Colorectal cancer (CRC) remains to be one of the most common causes of
cancer-related death  13 . Aberrant methylation of DNA is an alteration
epigenomic prevalent in the CRC, in combination with the BRAF mutation
 13 . PRC proteins mediate trimethylation of the lysines 9 and 27 of histone
H3 (H3K9me3 y H3K27me3) silencing a TSG specific group in human
cancers. It has been found in the CRC that folate deficiency induces the
hypermethylation of specific genes and global hypomethylation of genome
 14 .
Prostata cancer (CaP) is one of the most common human cancers
generated by genetic and epigenetic mechanisms. Retinoic Acid Receptor β
(RARβ) is a TSG frequently silenced in CaP by promoter methylation. Also,
DNA methylation levels are positively correlated with trimethylation of the
lysine 27 of histone H3 mediated by PRC proteins  15 . In addition,
deregulation of miRNA expression can have a critical role in prostate
carcinogenesis. It has been shown in prostate cancer that miRNA- 205
transcription is commonly repressed by hypermethylation.
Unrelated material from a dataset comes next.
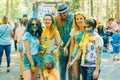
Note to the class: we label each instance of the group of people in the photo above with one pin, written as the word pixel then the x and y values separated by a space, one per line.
pixel 66 47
The downregulation
of the expression of miRNA 205 increases the MED1 expression contributing
to tumor progression. So, miRNA-205 is an epigenetically regulated tumor
suppressor that could be a potential biomarker in prostate cancer  16 .


EPIGENETIC THERAPY


Several epigenetic alterations can produce the silencing of TSG or inhibit
the function of the miRNAs. These epigenetic changes can be reversed by
treatment with DNMT and HDAC inhibitors. So, DNMT or HDAC inhibitors
can produce the hypomethylation at the promoters of genes, inducing the
expression of TSG, cell differentiation or death by apoptosis.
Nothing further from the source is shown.